Desde o início da pandemia, África permanece oficialmente um dos continentes menos afectados pela contaminação com o vírus SARS-CoV-2, com 3,3 milhões de casos de Covid-19 e quase 82.000 mortes, de acordo com a agência. Mas o aumento da taxa de mortalidade marca uma rutura em relação à primeira vaga, em que se encontrava abaixo da média global, indicou Nkengasong.

“Estamos a assistir a uma inversão”, acrescentou o director do Africa CDC. “Esta é uma das características notáveis da segunda vaga, que temos de combater duramente”, advertiu. Actualmente, 21 países africanos registam taxas de mortalidade superiores aos 2,2% que são a média mundial. Entre os exemplos dados pelo CDC estão o Sudão, com uma taxa de mortalidade de 6,2%, o Egippto com 5,5%, a Libéria com 4,4% e a República Árabe Saharaui Democrática (RASD) – Estado-membro da UA – com 11,8%. Este aumento da mortalidade é causado pelo número acelerado de casos, que está a entupir os sistemas de saúde do continente, de acordo com o Sr. Nkengasong. A dinâmica da epidemia “excede a capacidade dos enfermeiros e médicos para gerir os doentes”, explicou.

“Os pacientes não estão a receber a atenção e os cuidados de que necessitam porque temos um número limitado de camas e de mantimentos”. Nkengasong salientou particularmente a necessidade de oxigénio, que é utilizado para tratar formas graves de Covid-19, que se estão a tornar “críticas”. Na Nigéria, o país mais populoso de África, as autoridades de saúde relatam ter de “escolher quais os pacientes a tratar e a quem recusar cuidados”, disse ele. A UA anunciou na semana passada que encomendou 270 milhões de vacinas para distribuir por todo o continente, para além das vacinas planeadas através do esquema Covax, uma iniciativa da Organização Mundial de Saúde (OMS) e de parceiros privados destinada a proporcionar um acesso equitativo às vacinas.

A União Africana está em negociações com a Rússia e com a China para encomendar doses adicionais de vacinas, mas “ainda não há um acordo”, informou Nkengasong.
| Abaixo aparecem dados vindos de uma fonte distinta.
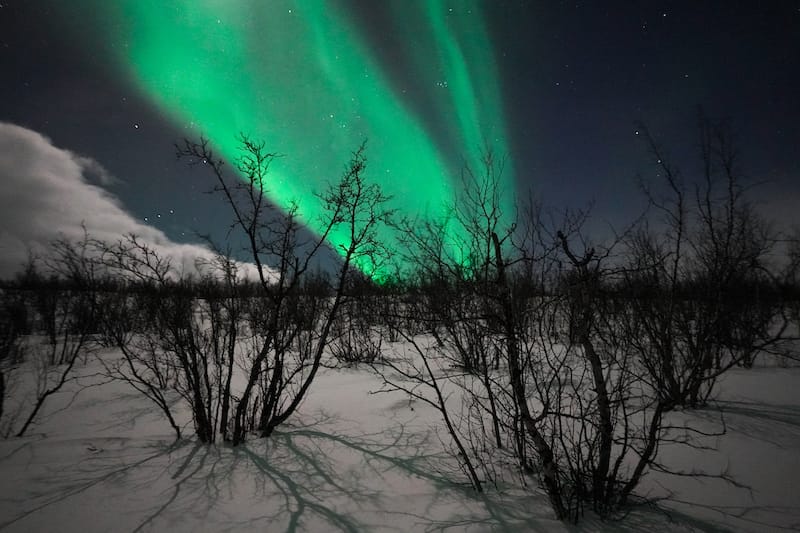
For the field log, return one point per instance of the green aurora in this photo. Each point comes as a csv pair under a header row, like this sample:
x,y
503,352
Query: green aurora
x,y
302,76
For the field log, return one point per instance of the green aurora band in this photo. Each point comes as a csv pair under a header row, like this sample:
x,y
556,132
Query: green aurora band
x,y
300,76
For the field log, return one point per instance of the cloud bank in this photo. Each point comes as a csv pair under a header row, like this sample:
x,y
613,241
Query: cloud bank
x,y
45,194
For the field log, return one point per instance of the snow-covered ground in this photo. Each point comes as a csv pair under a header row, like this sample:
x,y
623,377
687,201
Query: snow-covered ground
x,y
105,460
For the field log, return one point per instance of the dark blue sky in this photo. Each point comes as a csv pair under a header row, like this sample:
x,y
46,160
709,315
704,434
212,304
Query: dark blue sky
x,y
576,77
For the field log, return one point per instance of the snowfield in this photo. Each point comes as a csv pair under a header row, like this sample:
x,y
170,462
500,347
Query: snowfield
x,y
102,458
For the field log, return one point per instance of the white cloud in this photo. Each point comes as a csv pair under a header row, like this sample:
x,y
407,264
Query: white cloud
x,y
45,193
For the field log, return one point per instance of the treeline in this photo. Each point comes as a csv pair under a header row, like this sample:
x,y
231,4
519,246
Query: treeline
x,y
536,346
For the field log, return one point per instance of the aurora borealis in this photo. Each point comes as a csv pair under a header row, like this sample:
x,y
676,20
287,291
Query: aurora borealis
x,y
557,87
302,77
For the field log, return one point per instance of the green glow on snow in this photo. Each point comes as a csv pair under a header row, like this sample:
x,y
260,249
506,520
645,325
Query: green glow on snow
x,y
300,76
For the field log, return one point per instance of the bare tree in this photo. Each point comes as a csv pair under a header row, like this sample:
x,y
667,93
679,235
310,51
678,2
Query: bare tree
x,y
355,208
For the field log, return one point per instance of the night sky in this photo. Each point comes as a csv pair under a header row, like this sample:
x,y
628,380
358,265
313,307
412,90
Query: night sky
x,y
102,90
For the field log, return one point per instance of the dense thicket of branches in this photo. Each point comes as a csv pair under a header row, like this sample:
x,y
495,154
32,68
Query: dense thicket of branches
x,y
565,356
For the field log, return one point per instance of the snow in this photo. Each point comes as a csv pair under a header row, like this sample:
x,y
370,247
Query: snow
x,y
352,460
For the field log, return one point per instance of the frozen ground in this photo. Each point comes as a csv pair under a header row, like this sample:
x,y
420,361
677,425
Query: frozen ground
x,y
104,460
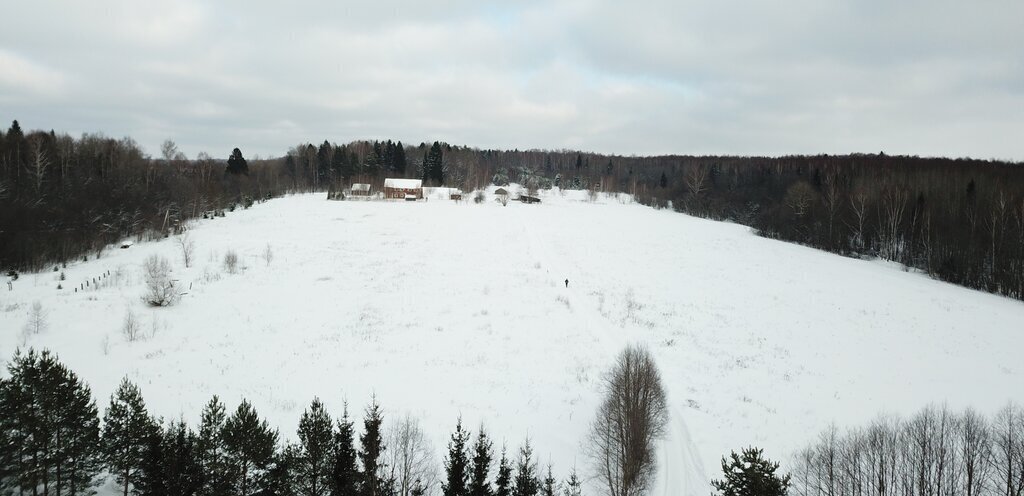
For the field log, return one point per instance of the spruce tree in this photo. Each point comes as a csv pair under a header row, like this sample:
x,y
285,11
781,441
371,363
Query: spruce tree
x,y
526,482
371,451
751,473
49,427
312,464
151,480
250,446
503,482
550,486
237,164
182,460
572,486
126,426
482,458
213,459
456,463
344,473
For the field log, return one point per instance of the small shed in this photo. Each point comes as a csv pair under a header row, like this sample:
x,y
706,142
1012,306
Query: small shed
x,y
402,189
359,190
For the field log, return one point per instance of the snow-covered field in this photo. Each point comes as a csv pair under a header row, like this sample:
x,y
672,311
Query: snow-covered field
x,y
443,308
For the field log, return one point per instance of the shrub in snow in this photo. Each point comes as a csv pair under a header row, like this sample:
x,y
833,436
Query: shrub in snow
x,y
231,261
130,328
160,290
751,473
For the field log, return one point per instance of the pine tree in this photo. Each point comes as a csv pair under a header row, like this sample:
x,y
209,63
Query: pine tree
x,y
399,159
550,486
751,473
456,463
151,479
126,426
182,467
526,482
237,164
213,460
503,483
344,473
482,458
572,486
371,451
312,464
249,444
49,427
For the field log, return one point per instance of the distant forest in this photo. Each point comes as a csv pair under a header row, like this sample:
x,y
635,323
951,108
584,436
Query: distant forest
x,y
961,220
África registou nas últimas 24 horas mais 922 mortes por covid- 19 para um total de 81.861, e 28.109 novos casos de infecção, segundo os últimos dados oficiais da pandemia no continente. De acordo com o África CDC, o número de infectados é de 3.337.028 e o de recuperados nos 55 Estados-membros da organização nas últimas 24 horas foi de 28.621, para um total de 2.784.501 desde o início da pandemia.